In the old days when you made a programme, on tape, for Radio 4, you literally took the programme in its box with its title and programme number written on the outside and left it at ‘Tape Library’. Coming from local radio where you put it in the tape cupboard, for the next days broadcasting, this felt quite scary. There were hundreds of tapes going into that library, would they find it - of course they would it was a library, that was the point!

A slight aside here - one of my jobs as a Programme Assistant at Radio Merseyside was to check all the tapes were in the cupboard ready for your next shift putting them ‘on air’. One particular producer who always edited up to the very last second would put empty tape boxes into that cupboard so that the PA coming on shift would think all was well. And if you spotted that then he’d put old programmes in the box and then fly in at the very last minute with that week’s programme!

However the point was, once you had delivered the programme you simply moved onto the next project. Somebody else did the marketing for that series and of course with radio you are part of a schedule from which people can tell where they are in the day - that’s the lunchtime programme, or the afternoon play or the morning news show or the feature slot. So marketing was not a skill set that a radio producer needed.

Podcasting is a very different world.
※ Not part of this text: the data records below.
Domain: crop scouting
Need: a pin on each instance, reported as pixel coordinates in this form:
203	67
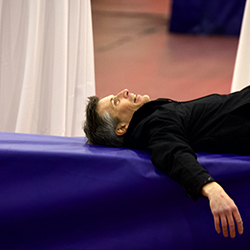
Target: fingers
217	223
239	221
228	222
I did a course online this week that said you need to spend as much time on the marketing as you do on the making. Eek! However back at the steep learning curve, I write a press release and start to draw up a list of people to whom I can send it. There are of course gardening magazines but their leadtimes are long so by now they are probably sorting the copy for July/August. However the good thing about podcasts is they stay there, forever. Then there are other gardening programmes and podcasts. There are plant societies and groups. There are gardening charities. There are garden centres - yes I met a lovely lady called Caroline last week at Bypass nurseries on the A12. I gave her a card and Bypass nurseries now follow me on Instagram and I follow them. Oh and I bought a Hydrangea and some sunflower seeds. I was on the lookout for a Passion flower - haven’t found one yet. So I will keep you posted on how this latest phase goes.

Over Easter, I did hear another story of a grandmother who took cuttings. (Check out the Passion flower episode if you missed this tale.) However this one got reprimanded in Kew Gardens for doing it! I asked my friend if that was the end of her cuttings into the handbag habit - ‘oh no’ he said!

I am excited this week that we have our first story that takes us out of the UK, this time to the US. This is another of the stories that emerged right back at the beginning of this whole project. I was simply talking to two old friends when the story about the Fig tree appeared and not from the gardener of the two. They led me to Mary Menniti, she set up The Italian Garden Project, do take a look. She has been a great source of encouragement and enthusiasm. I love the thought that we could build an Our Plant Stories community that would bring together gardeners from all over the world.

It’s also been so lovely hearing from some of you via email or on social media. If something in the podcast makes you smile do feel free to share it with us all in comments - Anyone have a grandfather who had the cuttings habit? And if you fancy doing a bit of marketing at your local garden centre - be my guest.